As only God can do, He brought a beautiful family into our lives. In sharing our family's story with them, God began to shine His light in their own lives. They, too, found that their lives had been shattered without even realizing it.

Over the next several years, our paths of healing paralleled each others. While we both had incredible friends supporting us, very few were able to truly understand the devastating loss and pain we had experienced. We understood the dark days and difficult details of our common circumstances.

Our families have come so far over the years. Many, many blessings have been birthed through our suffering. God has been more than faithful to us.

This weekend, I was able to see with my eyes how great my God is. To watch these two amazing men praising God with sheer joy radiating from their faces was a living and breathing testimony of His amazing power, glory and majesty.

There is evil in this world we live in. I've seen it with my own eyes and faced it head on. The good news, however, is that there is a God who is so much bigger. He has already been victorious over our enemy and He will have the final victory in the end.

The suffering we face, endure and walk through is for our good, not our harm. I know it can be very, very difficult to believe at times, but I have experienced it firsthand.

With great faith, I am able to echo Joseph's words:

"You intended to harm me, but God intended it for good to accomplish what is now being done, the saving of many lives." Genesis 15:19 (NIV)

I also love the saying, "What doesn't kill us makes us stronger." Oh, how true it is.

The above photos were taken at our favorite beach along the Oregon Coast. There's a creek my kids love to play in that leads down into the ocean. On our last trip, we found that someone had taken several pieces of driftwood and created a fort.

The fort was so strong and sturdy that Chelsea was able to hang on it. And Liam? Well, our Little Climber quickly made his way up to the top and found himself a nice perch to hang out on. ;-)

The structure reminded me of what God has done in our family. Beautiful tall trees were uprooted and tossed about in the ocean for some time, only to be left abandoned on a beach. Someone came along and took what may have seemed useless and used it to create something strong and useful.

Isn't new life amazing?
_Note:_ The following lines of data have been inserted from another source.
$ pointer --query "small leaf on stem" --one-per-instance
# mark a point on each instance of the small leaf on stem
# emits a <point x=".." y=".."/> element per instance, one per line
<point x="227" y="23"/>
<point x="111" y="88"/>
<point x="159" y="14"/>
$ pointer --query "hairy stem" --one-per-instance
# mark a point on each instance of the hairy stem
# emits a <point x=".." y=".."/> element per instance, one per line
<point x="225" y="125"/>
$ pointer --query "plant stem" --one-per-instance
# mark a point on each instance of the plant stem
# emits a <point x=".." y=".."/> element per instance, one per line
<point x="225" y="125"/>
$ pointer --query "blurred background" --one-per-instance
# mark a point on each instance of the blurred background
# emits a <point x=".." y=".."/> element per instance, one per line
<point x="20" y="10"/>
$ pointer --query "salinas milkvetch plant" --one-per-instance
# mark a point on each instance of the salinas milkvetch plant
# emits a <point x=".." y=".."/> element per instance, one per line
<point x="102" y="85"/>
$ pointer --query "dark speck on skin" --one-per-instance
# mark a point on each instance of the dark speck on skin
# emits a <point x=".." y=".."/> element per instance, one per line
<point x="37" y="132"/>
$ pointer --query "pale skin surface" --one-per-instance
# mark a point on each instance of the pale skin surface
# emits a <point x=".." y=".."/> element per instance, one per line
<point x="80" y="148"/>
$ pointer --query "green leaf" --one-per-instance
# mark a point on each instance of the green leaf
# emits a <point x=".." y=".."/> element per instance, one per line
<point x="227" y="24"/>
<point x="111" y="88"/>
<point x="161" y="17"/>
I would never have chosen to walk through the fires of Hell, but I am so thankful for the redemptive work my God has done in and through our lives.

Friend, I know that painful seasons stink. Oh, how I know that.

The good news is that God is still God in the good times and bad. He loves you. He desires to bring beauty from ashes; and, to not only restore, but redeem whatever the enemy has tried to steal from you. I pray that today you will feel His goodness, know His power and feel His great love for you.

Keep walking through the fires, for it is through them, not in spite of them, that I am LIVING A BLESSED LIFE! I pray that you are, too!

To God be the glory,

2 comments:

Wendy @ All in a Day's Thought said...

I'm not sure you realize how much of a blessing you and these posts are in my life. Thank you. Thank you. Thank you!
~ Wendy

Jennifer said...

Praise the LORD! Thank you so much for sharing that Amy. As always, the words God gives you to share with us are so powerful and encouraging and always exactly what I need to hear!